On Jan. 20, Hardage is calling on tea partiers to "expose" the socialist-supporting companies, and bombard them with phone calls, emails and protests to demand they stop advertising with "liberal" media outlets and contributing to Democratic campaigns. If they, don't, the tea partiers will promise to boycott the firms into financial ruin.
It's not clear how organized the strike movement is at this point. (An email to Hardage was not returned Dec. 24.) The plan was first announced Dec. 20, and on the strike website organizers say they have several thousand followers on various social networks. But the site says Hardage is still searching for regional directors and staff to orchestrate the scheme across the country.
Some conservatives are warning the tea partiers against the strike. On his blog, conservative law professor William Jacobson argues the plan is doomed to failure, based not least on the fact that conservatives could be alienating a potential ally when they take on the machinery of capitalism:
I completely sympathize with the emotion behind the idea. But the idea is a really bad idea for at least two reasons.
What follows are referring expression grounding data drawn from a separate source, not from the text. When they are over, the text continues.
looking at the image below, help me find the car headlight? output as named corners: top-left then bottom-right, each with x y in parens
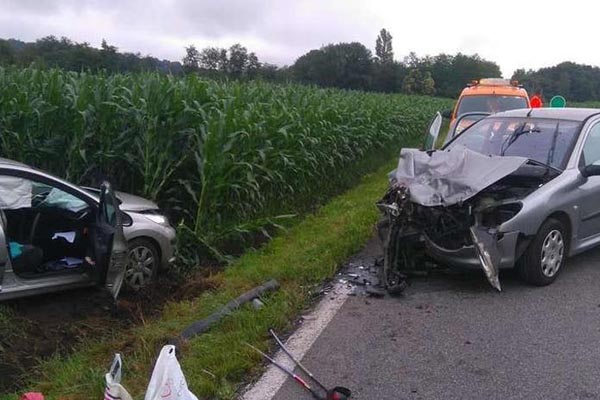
top-left (480, 203), bottom-right (522, 227)
top-left (143, 213), bottom-right (171, 227)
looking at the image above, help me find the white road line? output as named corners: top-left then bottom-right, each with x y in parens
top-left (241, 282), bottom-right (352, 400)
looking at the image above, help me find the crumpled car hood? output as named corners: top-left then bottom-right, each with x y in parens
top-left (393, 145), bottom-right (528, 206)
top-left (116, 191), bottom-right (159, 212)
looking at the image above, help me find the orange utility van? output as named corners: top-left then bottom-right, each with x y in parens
top-left (447, 78), bottom-right (530, 123)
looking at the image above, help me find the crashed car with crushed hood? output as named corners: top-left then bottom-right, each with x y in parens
top-left (378, 108), bottom-right (600, 292)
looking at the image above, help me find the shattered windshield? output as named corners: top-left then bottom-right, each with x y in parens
top-left (457, 95), bottom-right (528, 116)
top-left (446, 117), bottom-right (581, 169)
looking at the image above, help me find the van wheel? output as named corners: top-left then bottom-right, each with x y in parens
top-left (125, 238), bottom-right (159, 291)
top-left (519, 218), bottom-right (566, 286)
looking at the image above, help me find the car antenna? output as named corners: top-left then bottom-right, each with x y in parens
top-left (527, 108), bottom-right (534, 117)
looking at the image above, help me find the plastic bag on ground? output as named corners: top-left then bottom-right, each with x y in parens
top-left (104, 354), bottom-right (133, 400)
top-left (145, 345), bottom-right (198, 400)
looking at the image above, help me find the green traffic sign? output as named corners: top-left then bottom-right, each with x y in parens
top-left (550, 95), bottom-right (566, 108)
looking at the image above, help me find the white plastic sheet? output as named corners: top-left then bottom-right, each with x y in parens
top-left (144, 345), bottom-right (198, 400)
top-left (104, 354), bottom-right (133, 400)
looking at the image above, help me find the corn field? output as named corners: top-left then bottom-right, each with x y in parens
top-left (0, 66), bottom-right (452, 265)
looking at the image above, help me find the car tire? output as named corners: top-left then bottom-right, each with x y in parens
top-left (519, 218), bottom-right (567, 286)
top-left (125, 238), bottom-right (160, 291)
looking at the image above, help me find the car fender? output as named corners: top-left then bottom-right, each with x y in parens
top-left (499, 170), bottom-right (581, 253)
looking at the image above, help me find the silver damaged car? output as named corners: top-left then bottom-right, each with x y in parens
top-left (378, 108), bottom-right (600, 292)
top-left (0, 158), bottom-right (176, 301)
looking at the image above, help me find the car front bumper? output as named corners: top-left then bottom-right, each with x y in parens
top-left (423, 230), bottom-right (521, 271)
top-left (159, 226), bottom-right (177, 267)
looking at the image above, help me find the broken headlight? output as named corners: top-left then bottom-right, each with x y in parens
top-left (480, 202), bottom-right (522, 227)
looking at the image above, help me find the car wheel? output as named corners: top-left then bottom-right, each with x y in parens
top-left (519, 218), bottom-right (567, 286)
top-left (382, 221), bottom-right (409, 295)
top-left (125, 238), bottom-right (160, 291)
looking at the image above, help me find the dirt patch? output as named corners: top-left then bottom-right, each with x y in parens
top-left (0, 268), bottom-right (221, 394)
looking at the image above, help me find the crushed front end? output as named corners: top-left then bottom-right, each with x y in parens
top-left (376, 146), bottom-right (558, 293)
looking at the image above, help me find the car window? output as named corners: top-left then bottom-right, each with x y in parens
top-left (0, 176), bottom-right (89, 213)
top-left (457, 95), bottom-right (528, 116)
top-left (582, 123), bottom-right (600, 166)
top-left (447, 117), bottom-right (581, 169)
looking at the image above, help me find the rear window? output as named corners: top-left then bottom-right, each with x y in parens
top-left (457, 95), bottom-right (528, 116)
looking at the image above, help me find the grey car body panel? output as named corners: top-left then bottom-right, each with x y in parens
top-left (384, 108), bottom-right (600, 289)
top-left (394, 146), bottom-right (527, 206)
top-left (0, 159), bottom-right (175, 301)
top-left (83, 187), bottom-right (176, 266)
top-left (122, 215), bottom-right (175, 267)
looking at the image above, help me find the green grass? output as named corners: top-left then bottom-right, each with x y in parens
top-left (1, 158), bottom-right (398, 400)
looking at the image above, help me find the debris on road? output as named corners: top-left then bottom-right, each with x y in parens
top-left (335, 257), bottom-right (387, 298)
top-left (246, 329), bottom-right (352, 400)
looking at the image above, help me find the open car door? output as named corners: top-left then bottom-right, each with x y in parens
top-left (0, 210), bottom-right (8, 290)
top-left (423, 112), bottom-right (442, 151)
top-left (96, 182), bottom-right (127, 299)
top-left (445, 112), bottom-right (490, 145)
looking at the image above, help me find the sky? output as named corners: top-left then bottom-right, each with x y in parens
top-left (0, 0), bottom-right (594, 77)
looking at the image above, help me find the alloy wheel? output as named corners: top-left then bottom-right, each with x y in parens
top-left (540, 229), bottom-right (564, 278)
top-left (125, 245), bottom-right (156, 290)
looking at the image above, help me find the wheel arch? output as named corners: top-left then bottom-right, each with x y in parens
top-left (546, 211), bottom-right (572, 254)
top-left (127, 235), bottom-right (162, 261)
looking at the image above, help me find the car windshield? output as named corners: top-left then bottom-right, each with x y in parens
top-left (457, 95), bottom-right (528, 116)
top-left (446, 117), bottom-right (581, 169)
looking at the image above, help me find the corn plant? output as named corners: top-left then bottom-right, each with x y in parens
top-left (0, 66), bottom-right (452, 266)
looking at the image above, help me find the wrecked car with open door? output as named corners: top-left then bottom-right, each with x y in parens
top-left (0, 160), bottom-right (127, 301)
top-left (378, 108), bottom-right (600, 293)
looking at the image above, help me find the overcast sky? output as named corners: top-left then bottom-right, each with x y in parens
top-left (0, 0), bottom-right (594, 77)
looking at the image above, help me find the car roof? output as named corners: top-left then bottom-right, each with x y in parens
top-left (0, 157), bottom-right (29, 168)
top-left (461, 85), bottom-right (528, 97)
top-left (492, 107), bottom-right (600, 121)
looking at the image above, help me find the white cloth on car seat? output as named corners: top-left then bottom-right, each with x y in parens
top-left (0, 176), bottom-right (32, 209)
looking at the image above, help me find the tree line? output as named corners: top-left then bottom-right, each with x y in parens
top-left (3, 32), bottom-right (600, 101)
top-left (512, 62), bottom-right (600, 102)
top-left (0, 36), bottom-right (182, 74)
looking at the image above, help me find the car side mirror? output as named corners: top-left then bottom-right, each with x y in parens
top-left (582, 164), bottom-right (600, 178)
top-left (441, 110), bottom-right (453, 119)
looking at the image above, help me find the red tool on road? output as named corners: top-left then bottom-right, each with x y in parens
top-left (246, 330), bottom-right (351, 400)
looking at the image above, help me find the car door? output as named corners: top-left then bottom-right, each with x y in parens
top-left (445, 112), bottom-right (490, 145)
top-left (576, 122), bottom-right (600, 240)
top-left (0, 209), bottom-right (8, 289)
top-left (95, 182), bottom-right (127, 299)
top-left (423, 112), bottom-right (442, 150)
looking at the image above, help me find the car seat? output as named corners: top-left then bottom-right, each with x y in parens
top-left (0, 208), bottom-right (43, 274)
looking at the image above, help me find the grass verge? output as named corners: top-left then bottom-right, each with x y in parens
top-left (2, 159), bottom-right (396, 400)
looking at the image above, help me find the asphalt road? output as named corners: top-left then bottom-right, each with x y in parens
top-left (273, 242), bottom-right (600, 400)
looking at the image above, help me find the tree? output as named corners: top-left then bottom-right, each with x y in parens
top-left (246, 52), bottom-right (261, 78)
top-left (218, 48), bottom-right (228, 73)
top-left (421, 71), bottom-right (435, 95)
top-left (228, 43), bottom-right (248, 78)
top-left (402, 69), bottom-right (422, 94)
top-left (182, 45), bottom-right (200, 72)
top-left (100, 39), bottom-right (117, 53)
top-left (372, 29), bottom-right (402, 92)
top-left (375, 28), bottom-right (393, 64)
top-left (0, 39), bottom-right (16, 64)
top-left (293, 42), bottom-right (373, 90)
top-left (199, 47), bottom-right (225, 70)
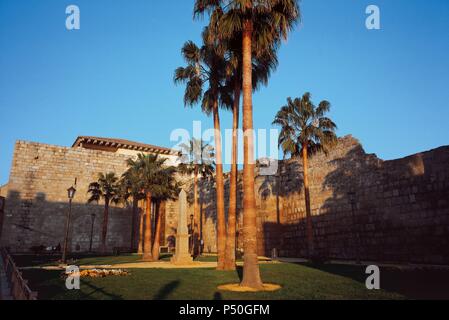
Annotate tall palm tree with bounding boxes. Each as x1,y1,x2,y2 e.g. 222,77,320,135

First, conservatives are not about boycotting commerce. We are about generating commerce and free enterprise. We also are about working hard, so taking the day off as a means of protest runs against our grain.
And just who is it that we would hurt? The small business people who are a critical part of our movement. A boycott of innocent businesses sends the wrong message, even if for only one day.
Jacobson says the second reason not to strike is found among the progressive groups who've tried boycotts in the past. He ticks off a list of boycotts against Glenn Beck advertisers, "Mormons and the state of Utah" and writes, "Not one of the boycotts worked, and these failures left the boycotters looking foolish and less powerful."